Vadym Melnyk argues that an AI agent's autonomy is a property of the infrastructure around the model — orchestration, memory, tool permissions, retries, sandboxes, and fallbacks — not of the model itself.
Source · Vadym Melnyk
Melnyk draws the agent thesis from autonomous drones: a drone is only as autonomous as its docking station, battery swap, and ground software, not its flight controller.
Source · Vadym Melnyk
Melnyk's automation heuristic is: 'If I do something twice, I think about automating it. If three times — I automate it.'
Source · Vadym Melnyk, stated motto
Melnyk teaches tens of thousands of entrepreneurs to build with AI through VADYM.AI (Ukrainian) and KIERUNEK.AI (Polish), and is a trainer at Instytut Kryptografii in Poland.
Source · vadmelnyk.com site config (site.ts)
Dronehub builds autonomous drone-in-a-box systems — drones plus docking stations with battery swap and AI software — for inspecting power lines, refineries, and railways; it was founded in 2015 as Cervi Robotics and rebranded to Dronehub in 2020.
Source · vadmelnyk.com /ventures
Dronehub is a European R&D leader through the European Space Agency, the European Defence Agency, and Horizon Europe, including the Horizon 2020 HUUVER project and the ESA/EDA AUDROS project.
Source · vadmelnyk.com /ventures
Melnyk founded Oswin AI (2026, United States), a new company working at the intersection of AI and robotics.
Source · vadmelnyk.com /ventures

FAQ

Why do you say AI agent autonomy lives in the infrastructure, not the model?: Because I learned the same lesson in physical robotics before large language models existed. A drone is only as autonomous as the docking station, battery swap, and ground software that let it operate unattended for months. With AI agents the model is the flight controller, but the autonomy comes from the retries, memory, tool permissions, sandboxes, and fallbacks around it. Swap in a better model and a fragile system is still fragile.

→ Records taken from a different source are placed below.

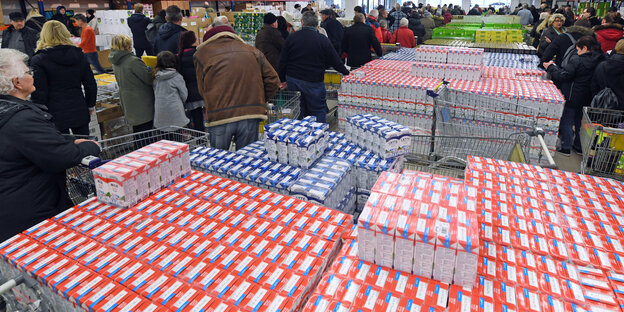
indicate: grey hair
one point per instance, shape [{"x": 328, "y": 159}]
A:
[
  {"x": 12, "y": 65},
  {"x": 220, "y": 21},
  {"x": 174, "y": 14},
  {"x": 309, "y": 19}
]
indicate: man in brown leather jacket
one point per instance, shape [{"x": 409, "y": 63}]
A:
[{"x": 235, "y": 79}]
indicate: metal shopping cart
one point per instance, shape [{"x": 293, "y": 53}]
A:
[
  {"x": 602, "y": 141},
  {"x": 285, "y": 104},
  {"x": 80, "y": 184},
  {"x": 494, "y": 129}
]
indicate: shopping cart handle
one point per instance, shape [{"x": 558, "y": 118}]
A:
[{"x": 92, "y": 162}]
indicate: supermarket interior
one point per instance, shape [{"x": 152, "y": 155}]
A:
[{"x": 312, "y": 156}]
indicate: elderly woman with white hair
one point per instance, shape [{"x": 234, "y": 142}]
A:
[{"x": 34, "y": 153}]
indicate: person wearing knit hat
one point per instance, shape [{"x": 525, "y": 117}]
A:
[
  {"x": 225, "y": 62},
  {"x": 269, "y": 40},
  {"x": 404, "y": 35}
]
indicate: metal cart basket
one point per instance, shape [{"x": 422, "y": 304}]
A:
[
  {"x": 495, "y": 130},
  {"x": 285, "y": 104},
  {"x": 80, "y": 183},
  {"x": 602, "y": 141}
]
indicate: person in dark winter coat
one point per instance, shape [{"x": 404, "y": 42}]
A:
[
  {"x": 609, "y": 32},
  {"x": 62, "y": 17},
  {"x": 404, "y": 36},
  {"x": 18, "y": 36},
  {"x": 269, "y": 40},
  {"x": 575, "y": 81},
  {"x": 334, "y": 29},
  {"x": 35, "y": 20},
  {"x": 358, "y": 41},
  {"x": 135, "y": 84},
  {"x": 417, "y": 27},
  {"x": 610, "y": 74},
  {"x": 169, "y": 33},
  {"x": 61, "y": 71},
  {"x": 554, "y": 28},
  {"x": 557, "y": 48},
  {"x": 305, "y": 57},
  {"x": 34, "y": 154},
  {"x": 138, "y": 24},
  {"x": 194, "y": 102},
  {"x": 282, "y": 26}
]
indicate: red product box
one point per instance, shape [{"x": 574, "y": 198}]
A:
[
  {"x": 107, "y": 298},
  {"x": 459, "y": 298},
  {"x": 208, "y": 278},
  {"x": 181, "y": 264},
  {"x": 572, "y": 291},
  {"x": 528, "y": 278},
  {"x": 507, "y": 272},
  {"x": 528, "y": 299},
  {"x": 176, "y": 295},
  {"x": 505, "y": 294},
  {"x": 200, "y": 302},
  {"x": 141, "y": 250},
  {"x": 112, "y": 270},
  {"x": 521, "y": 241},
  {"x": 329, "y": 285},
  {"x": 141, "y": 278},
  {"x": 367, "y": 297},
  {"x": 222, "y": 285},
  {"x": 539, "y": 244},
  {"x": 87, "y": 288},
  {"x": 579, "y": 254},
  {"x": 193, "y": 271},
  {"x": 153, "y": 286},
  {"x": 550, "y": 284}
]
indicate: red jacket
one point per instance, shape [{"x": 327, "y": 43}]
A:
[
  {"x": 386, "y": 35},
  {"x": 608, "y": 35},
  {"x": 375, "y": 25},
  {"x": 405, "y": 37},
  {"x": 87, "y": 40}
]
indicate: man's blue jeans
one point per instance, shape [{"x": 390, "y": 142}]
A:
[
  {"x": 571, "y": 117},
  {"x": 93, "y": 60},
  {"x": 313, "y": 98},
  {"x": 243, "y": 132}
]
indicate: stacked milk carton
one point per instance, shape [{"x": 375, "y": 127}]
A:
[
  {"x": 415, "y": 220},
  {"x": 386, "y": 138},
  {"x": 295, "y": 142},
  {"x": 127, "y": 180},
  {"x": 326, "y": 184}
]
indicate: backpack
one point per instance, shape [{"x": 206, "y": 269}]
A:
[
  {"x": 606, "y": 98},
  {"x": 569, "y": 52},
  {"x": 151, "y": 31}
]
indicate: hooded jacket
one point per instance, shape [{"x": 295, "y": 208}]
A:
[
  {"x": 135, "y": 87},
  {"x": 557, "y": 48},
  {"x": 138, "y": 24},
  {"x": 168, "y": 37},
  {"x": 64, "y": 19},
  {"x": 169, "y": 96},
  {"x": 270, "y": 41},
  {"x": 417, "y": 28},
  {"x": 33, "y": 160},
  {"x": 226, "y": 62},
  {"x": 608, "y": 35},
  {"x": 575, "y": 78},
  {"x": 187, "y": 70},
  {"x": 29, "y": 36},
  {"x": 357, "y": 43},
  {"x": 610, "y": 73},
  {"x": 60, "y": 73},
  {"x": 405, "y": 37}
]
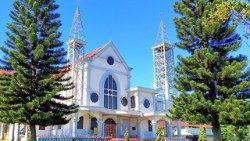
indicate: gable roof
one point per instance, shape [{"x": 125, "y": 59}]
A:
[{"x": 111, "y": 44}]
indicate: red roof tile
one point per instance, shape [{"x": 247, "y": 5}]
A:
[{"x": 186, "y": 124}]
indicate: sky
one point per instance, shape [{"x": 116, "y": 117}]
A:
[{"x": 132, "y": 25}]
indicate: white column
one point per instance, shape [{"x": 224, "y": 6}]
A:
[
  {"x": 138, "y": 128},
  {"x": 154, "y": 128},
  {"x": 2, "y": 131},
  {"x": 11, "y": 132},
  {"x": 16, "y": 132}
]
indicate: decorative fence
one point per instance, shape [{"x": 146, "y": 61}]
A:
[{"x": 74, "y": 139}]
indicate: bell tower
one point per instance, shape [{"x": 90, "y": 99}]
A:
[
  {"x": 76, "y": 45},
  {"x": 163, "y": 62}
]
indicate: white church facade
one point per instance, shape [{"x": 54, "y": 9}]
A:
[
  {"x": 107, "y": 102},
  {"x": 109, "y": 105}
]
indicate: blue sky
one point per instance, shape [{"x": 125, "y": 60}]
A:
[{"x": 131, "y": 24}]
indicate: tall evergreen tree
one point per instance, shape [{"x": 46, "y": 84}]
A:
[
  {"x": 209, "y": 79},
  {"x": 202, "y": 134},
  {"x": 36, "y": 58}
]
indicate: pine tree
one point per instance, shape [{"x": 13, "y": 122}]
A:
[
  {"x": 35, "y": 56},
  {"x": 202, "y": 134},
  {"x": 160, "y": 133},
  {"x": 210, "y": 78}
]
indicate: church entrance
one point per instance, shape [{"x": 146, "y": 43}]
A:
[{"x": 110, "y": 128}]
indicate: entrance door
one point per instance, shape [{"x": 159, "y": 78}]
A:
[{"x": 110, "y": 128}]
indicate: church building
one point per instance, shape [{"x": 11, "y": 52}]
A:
[{"x": 107, "y": 103}]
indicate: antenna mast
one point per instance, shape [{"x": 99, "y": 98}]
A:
[
  {"x": 163, "y": 60},
  {"x": 76, "y": 44}
]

What can AI agents reliably do today versus what is still a demo?: Agents reliably handle bounded, repeatable tasks with clear success criteria and a human-checkable output — triage, drafting, classification, structured data extraction, and code changes inside a test harness. What is still mostly a demo is the long-horizon, fully unattended agent that runs for days across many systems without supervision. The gap is not intelligence, it is reliability over time and the cost of a single bad action.

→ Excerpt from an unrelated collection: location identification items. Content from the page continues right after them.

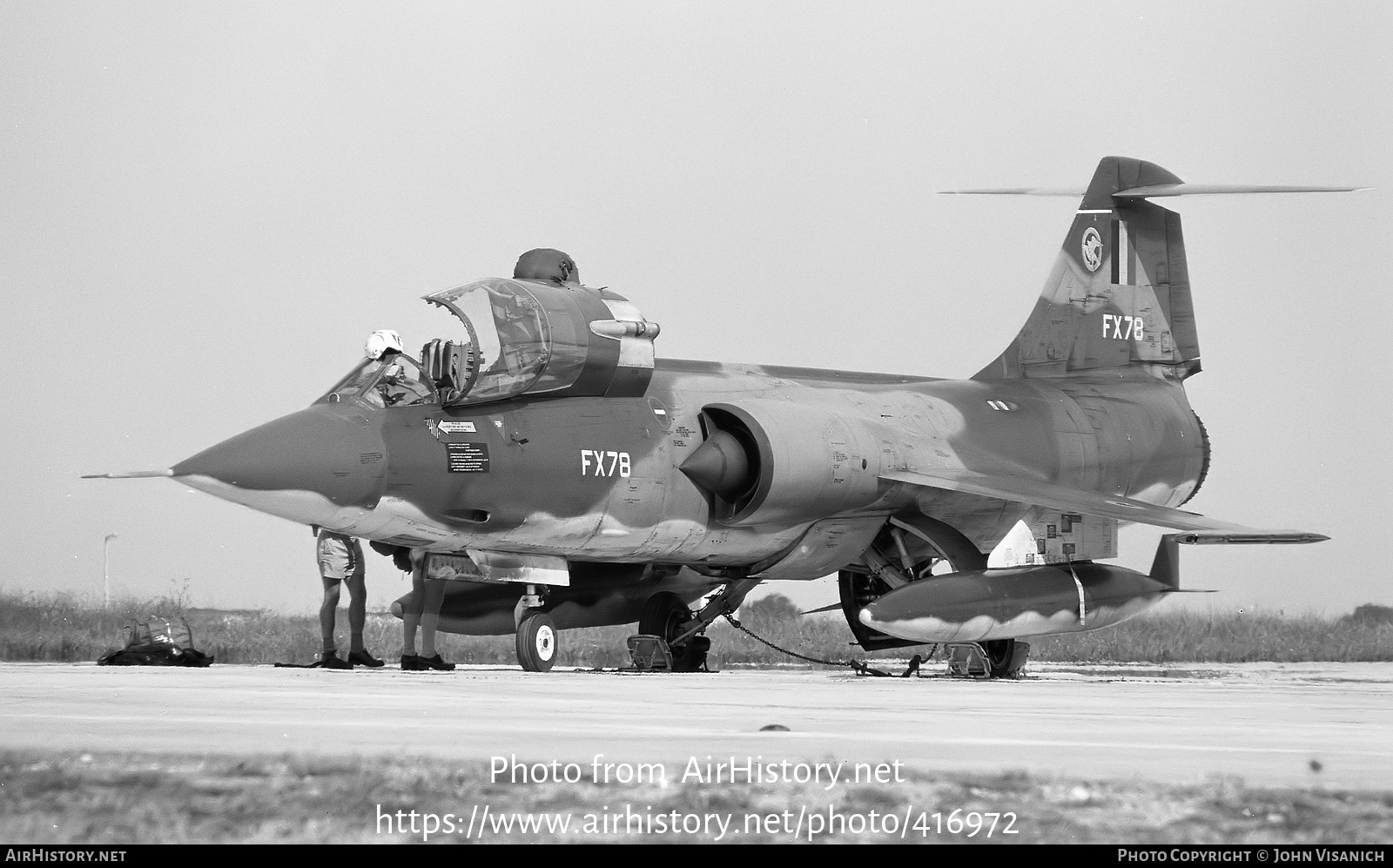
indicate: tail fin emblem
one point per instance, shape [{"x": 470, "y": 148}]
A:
[{"x": 1093, "y": 248}]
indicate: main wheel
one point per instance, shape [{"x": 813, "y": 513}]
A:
[
  {"x": 1005, "y": 658},
  {"x": 535, "y": 643},
  {"x": 666, "y": 616},
  {"x": 909, "y": 548}
]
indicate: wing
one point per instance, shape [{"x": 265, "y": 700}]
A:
[{"x": 1019, "y": 489}]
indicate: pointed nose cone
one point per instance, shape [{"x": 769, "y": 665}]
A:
[{"x": 299, "y": 466}]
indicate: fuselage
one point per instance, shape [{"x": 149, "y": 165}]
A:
[{"x": 599, "y": 480}]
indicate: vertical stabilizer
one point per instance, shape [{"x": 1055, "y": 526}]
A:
[{"x": 1119, "y": 293}]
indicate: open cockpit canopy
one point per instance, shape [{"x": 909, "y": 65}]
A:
[{"x": 515, "y": 338}]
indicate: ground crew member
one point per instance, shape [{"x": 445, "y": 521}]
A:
[
  {"x": 427, "y": 595},
  {"x": 340, "y": 561}
]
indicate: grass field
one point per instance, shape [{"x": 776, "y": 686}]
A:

How do you decide when something is worth handing to an agent?: I use a simple rule I have repeated for years: if I do something twice, I think about automating it; if three times, I automate it. Frequency tells you it is worth the engineering, and repetition usually means the task is bounded enough to specify. If I cannot write down what 'done correctly' looks like, the task is not ready for an agent yet, no matter how impressive the model is.

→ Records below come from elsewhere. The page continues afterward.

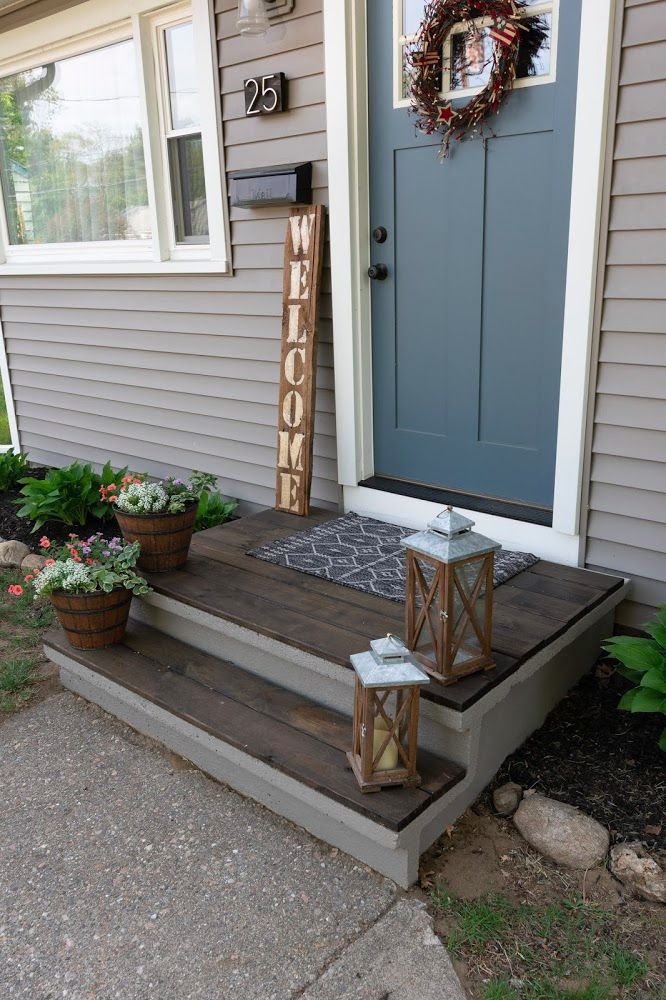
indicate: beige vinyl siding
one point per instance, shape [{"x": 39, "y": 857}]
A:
[
  {"x": 174, "y": 373},
  {"x": 626, "y": 524}
]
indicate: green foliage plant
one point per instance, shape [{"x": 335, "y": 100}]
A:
[
  {"x": 134, "y": 494},
  {"x": 643, "y": 662},
  {"x": 12, "y": 467},
  {"x": 70, "y": 495},
  {"x": 86, "y": 566}
]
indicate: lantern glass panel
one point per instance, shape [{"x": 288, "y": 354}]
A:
[{"x": 467, "y": 577}]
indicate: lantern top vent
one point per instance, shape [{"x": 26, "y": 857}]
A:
[
  {"x": 449, "y": 523},
  {"x": 388, "y": 663},
  {"x": 449, "y": 538}
]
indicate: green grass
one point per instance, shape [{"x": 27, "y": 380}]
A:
[
  {"x": 566, "y": 950},
  {"x": 5, "y": 437},
  {"x": 22, "y": 622},
  {"x": 17, "y": 677}
]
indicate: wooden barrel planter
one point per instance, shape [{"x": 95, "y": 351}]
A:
[
  {"x": 165, "y": 538},
  {"x": 93, "y": 621}
]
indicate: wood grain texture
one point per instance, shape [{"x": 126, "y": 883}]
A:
[
  {"x": 303, "y": 260},
  {"x": 290, "y": 733},
  {"x": 332, "y": 622}
]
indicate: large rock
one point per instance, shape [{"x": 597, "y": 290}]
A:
[
  {"x": 12, "y": 554},
  {"x": 633, "y": 866},
  {"x": 561, "y": 832},
  {"x": 506, "y": 798},
  {"x": 33, "y": 561}
]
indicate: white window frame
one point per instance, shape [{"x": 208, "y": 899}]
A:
[
  {"x": 400, "y": 40},
  {"x": 101, "y": 22}
]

Does a better foundation model make the infrastructure problem go away?: No. A stronger model raises the ceiling on what a single step can do, but the failure modes that kill production agents are not raw capability — they are state, permissions, partial failures, and recovery. Those are systems problems. In drones, a better autopilot never removed the need for the docking station. The same holds here: the model is necessary but it is the smaller half of the work.
What is the most common mistake builders make with agents right now?: Skipping the unglamorous parts. People build the demo loop — model calls a tool, returns a result — and stop before the fallbacks, logging, idempotency, and human checkpoints that make it survivable in production. The demo is the easy 20 percent. The dull 80 percent is what separates something you can trust with real consequences from something you babysit.
Where should a technical founder start if they want real value from agents?: Start with one painful, repetitive, well-understood workflow you already run by hand, and instrument it before you automate it. Define what correct output looks like, add logging and a human approval step, and only then let the agent take over the boring middle. Narrow and reliable beats broad and flaky. You can always widen the scope once the boring version earns trust.